El tipo del arma con silenciador también había hallado el mismo destino. La bala había entrado por su ojo derecho mientras que el izquierdo había quedado congelado en el momento en que intentaba afinar su puntería. Un párpado entrecerrado, de concentración pura.

El celular de Samantha sonó. Era Dixie. Le dijo que la había llamado el oficial Sawyer porque no había podido comunicarse con ella. Tenía que pasarle el mensaje de que debía llamarlo ni bien pudiese. Era sobre la casa de Corin y Theroy. Dixie esperaba que fuesen buenas noticias.

—Ah, y algo más —dijo Dixie terminando sus palabras con unos puntos suspensivos para crear un suspenso que contenía su alegría hasta que Samantha decidiera participar del juego. ¿Adivina qué?—. ¿A que no sabes quién ha venido solito y con un humor para nada antipático a visitarte o a visitarnos?

—¿Quién Dixie? —el tono seco de Samantha desinfló el entusiasmo de Dixie.

—El exdoctor Ferraud ha desembarcado en la isla de monos de Dixie.

—No volveré a casa, mi amor —afirmó Samantha con una determinación que enmudeció a Dixie y cortó su respiración—. Hasta aquí hemos llegado, Dixie.
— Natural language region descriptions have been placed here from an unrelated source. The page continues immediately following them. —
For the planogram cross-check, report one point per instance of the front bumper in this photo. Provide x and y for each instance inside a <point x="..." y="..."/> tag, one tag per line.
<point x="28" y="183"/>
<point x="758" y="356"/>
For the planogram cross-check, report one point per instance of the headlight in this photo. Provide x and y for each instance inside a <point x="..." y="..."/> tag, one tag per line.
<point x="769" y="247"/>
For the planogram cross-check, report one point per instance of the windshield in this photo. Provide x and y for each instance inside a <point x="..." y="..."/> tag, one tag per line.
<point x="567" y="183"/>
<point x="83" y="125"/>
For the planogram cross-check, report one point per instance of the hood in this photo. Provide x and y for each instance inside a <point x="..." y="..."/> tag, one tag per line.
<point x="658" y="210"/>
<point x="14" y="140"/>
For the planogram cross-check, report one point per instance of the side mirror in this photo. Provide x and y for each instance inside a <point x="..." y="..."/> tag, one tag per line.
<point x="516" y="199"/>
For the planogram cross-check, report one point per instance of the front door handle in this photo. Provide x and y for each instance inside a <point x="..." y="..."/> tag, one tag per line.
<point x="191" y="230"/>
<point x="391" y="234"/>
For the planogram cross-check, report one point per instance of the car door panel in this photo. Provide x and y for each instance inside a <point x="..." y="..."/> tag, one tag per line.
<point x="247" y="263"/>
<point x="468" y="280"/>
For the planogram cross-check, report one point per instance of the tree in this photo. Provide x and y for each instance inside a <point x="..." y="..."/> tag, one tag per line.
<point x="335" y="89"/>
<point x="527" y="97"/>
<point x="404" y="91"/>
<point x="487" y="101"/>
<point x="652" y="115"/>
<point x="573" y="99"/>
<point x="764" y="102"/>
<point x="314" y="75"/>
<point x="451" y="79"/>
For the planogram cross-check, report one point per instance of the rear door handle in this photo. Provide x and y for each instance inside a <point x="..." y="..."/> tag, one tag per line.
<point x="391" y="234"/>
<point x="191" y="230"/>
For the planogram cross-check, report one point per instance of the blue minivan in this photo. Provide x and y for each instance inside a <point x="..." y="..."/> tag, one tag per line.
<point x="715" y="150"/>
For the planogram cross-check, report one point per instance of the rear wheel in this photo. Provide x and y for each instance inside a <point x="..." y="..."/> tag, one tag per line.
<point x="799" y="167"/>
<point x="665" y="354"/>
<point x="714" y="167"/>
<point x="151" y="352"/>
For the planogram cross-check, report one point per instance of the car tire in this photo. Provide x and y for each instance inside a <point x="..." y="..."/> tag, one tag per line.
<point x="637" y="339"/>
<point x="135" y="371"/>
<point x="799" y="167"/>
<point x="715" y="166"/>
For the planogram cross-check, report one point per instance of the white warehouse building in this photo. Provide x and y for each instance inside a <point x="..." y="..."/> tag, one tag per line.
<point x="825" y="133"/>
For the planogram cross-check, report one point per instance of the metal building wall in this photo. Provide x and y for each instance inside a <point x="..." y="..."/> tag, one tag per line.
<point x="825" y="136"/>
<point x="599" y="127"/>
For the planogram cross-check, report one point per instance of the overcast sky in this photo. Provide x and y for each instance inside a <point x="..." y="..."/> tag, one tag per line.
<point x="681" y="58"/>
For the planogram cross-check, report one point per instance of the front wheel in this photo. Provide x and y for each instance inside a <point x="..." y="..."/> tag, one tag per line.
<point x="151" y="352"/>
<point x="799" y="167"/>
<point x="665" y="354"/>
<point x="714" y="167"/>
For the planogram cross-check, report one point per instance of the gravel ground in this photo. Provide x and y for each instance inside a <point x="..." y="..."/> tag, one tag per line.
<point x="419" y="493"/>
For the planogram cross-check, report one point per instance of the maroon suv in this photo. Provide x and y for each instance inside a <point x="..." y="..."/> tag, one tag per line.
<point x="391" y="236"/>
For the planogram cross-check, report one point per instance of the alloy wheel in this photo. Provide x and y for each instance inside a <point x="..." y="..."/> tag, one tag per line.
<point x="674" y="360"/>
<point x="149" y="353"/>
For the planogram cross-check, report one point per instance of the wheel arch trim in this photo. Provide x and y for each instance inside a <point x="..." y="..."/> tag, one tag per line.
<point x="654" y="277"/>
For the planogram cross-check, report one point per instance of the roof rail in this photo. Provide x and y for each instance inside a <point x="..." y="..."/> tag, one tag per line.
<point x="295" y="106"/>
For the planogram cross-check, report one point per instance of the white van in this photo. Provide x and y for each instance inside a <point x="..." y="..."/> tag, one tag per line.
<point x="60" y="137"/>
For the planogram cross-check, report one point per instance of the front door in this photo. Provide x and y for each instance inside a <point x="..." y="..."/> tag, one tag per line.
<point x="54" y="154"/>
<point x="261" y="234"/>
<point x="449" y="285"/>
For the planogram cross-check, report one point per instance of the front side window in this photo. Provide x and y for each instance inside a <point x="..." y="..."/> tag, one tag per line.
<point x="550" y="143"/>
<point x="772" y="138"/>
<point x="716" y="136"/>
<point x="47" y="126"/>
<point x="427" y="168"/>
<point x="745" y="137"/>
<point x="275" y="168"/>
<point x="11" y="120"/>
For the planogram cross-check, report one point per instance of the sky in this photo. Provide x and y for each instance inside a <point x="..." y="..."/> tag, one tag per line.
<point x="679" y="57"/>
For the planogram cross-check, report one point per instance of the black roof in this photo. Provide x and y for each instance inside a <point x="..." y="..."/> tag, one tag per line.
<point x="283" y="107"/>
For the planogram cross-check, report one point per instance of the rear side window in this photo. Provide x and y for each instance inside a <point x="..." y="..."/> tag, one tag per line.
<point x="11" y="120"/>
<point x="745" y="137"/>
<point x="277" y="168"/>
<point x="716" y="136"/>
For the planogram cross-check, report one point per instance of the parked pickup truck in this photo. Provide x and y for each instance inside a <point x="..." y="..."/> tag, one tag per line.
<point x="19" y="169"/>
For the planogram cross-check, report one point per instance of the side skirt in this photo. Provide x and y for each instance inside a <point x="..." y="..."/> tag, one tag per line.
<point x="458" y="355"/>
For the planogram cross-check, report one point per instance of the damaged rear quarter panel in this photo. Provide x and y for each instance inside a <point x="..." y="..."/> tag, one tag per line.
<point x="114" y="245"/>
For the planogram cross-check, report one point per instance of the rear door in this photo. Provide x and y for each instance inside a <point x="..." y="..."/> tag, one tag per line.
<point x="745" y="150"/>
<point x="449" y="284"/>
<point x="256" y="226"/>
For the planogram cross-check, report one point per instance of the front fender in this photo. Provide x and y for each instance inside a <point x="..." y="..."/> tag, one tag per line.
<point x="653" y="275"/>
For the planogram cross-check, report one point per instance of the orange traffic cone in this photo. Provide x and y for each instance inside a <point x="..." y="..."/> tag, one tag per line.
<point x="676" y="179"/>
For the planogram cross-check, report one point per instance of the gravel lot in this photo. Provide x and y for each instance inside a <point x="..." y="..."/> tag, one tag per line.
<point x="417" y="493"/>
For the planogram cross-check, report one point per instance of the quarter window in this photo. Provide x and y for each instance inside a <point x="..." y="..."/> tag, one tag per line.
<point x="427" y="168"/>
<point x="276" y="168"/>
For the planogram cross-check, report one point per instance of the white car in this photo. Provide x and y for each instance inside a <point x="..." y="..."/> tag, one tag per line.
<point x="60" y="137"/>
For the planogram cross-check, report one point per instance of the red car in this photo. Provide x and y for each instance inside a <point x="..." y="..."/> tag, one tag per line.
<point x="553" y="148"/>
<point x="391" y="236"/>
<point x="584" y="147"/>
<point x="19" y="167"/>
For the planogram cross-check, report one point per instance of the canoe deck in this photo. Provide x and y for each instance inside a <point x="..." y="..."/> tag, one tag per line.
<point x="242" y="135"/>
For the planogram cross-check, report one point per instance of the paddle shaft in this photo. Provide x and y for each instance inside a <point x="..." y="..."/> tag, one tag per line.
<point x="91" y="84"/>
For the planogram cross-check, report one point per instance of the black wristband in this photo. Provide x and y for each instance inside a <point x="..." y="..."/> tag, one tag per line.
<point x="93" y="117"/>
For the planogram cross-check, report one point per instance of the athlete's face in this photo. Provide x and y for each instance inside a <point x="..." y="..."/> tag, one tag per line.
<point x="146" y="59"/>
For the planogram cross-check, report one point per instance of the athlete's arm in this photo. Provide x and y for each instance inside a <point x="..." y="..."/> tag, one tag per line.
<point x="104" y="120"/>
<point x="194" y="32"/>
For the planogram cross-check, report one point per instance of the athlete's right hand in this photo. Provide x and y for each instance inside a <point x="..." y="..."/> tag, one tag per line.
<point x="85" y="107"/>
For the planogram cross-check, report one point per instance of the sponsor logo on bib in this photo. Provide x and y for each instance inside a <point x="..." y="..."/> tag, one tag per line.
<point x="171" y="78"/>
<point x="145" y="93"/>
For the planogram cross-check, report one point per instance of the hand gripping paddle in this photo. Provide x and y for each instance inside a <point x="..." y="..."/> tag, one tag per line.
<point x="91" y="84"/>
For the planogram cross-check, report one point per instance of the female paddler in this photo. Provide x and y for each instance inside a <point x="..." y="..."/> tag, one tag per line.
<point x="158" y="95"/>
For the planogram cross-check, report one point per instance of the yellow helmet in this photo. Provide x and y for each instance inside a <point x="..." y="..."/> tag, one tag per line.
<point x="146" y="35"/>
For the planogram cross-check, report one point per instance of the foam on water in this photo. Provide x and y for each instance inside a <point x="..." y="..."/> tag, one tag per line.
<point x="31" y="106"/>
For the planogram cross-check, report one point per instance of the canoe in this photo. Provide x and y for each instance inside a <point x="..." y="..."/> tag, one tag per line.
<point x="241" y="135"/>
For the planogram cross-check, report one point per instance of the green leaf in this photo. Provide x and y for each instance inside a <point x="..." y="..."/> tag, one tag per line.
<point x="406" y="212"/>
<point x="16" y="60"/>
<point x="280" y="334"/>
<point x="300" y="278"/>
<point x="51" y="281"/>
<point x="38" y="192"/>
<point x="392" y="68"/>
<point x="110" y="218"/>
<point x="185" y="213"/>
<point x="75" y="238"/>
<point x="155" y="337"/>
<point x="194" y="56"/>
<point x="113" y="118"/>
Saluda a John y sé feliz.

Se desconectó de la llamada y apagó el celular.

—Debo marcharme, cuanto antes —le dijo a Tate—. Más tarde te llamaré de donde me encuentre. Si te llama Dixie, no le digas que me viste. Ahora… adiós.

Y salió del departamento saltando los charcos de sangre en el suelo y con la mirada de consternación de Tate siguiéndola, como una estela que se cortó al desaparecer de su vista.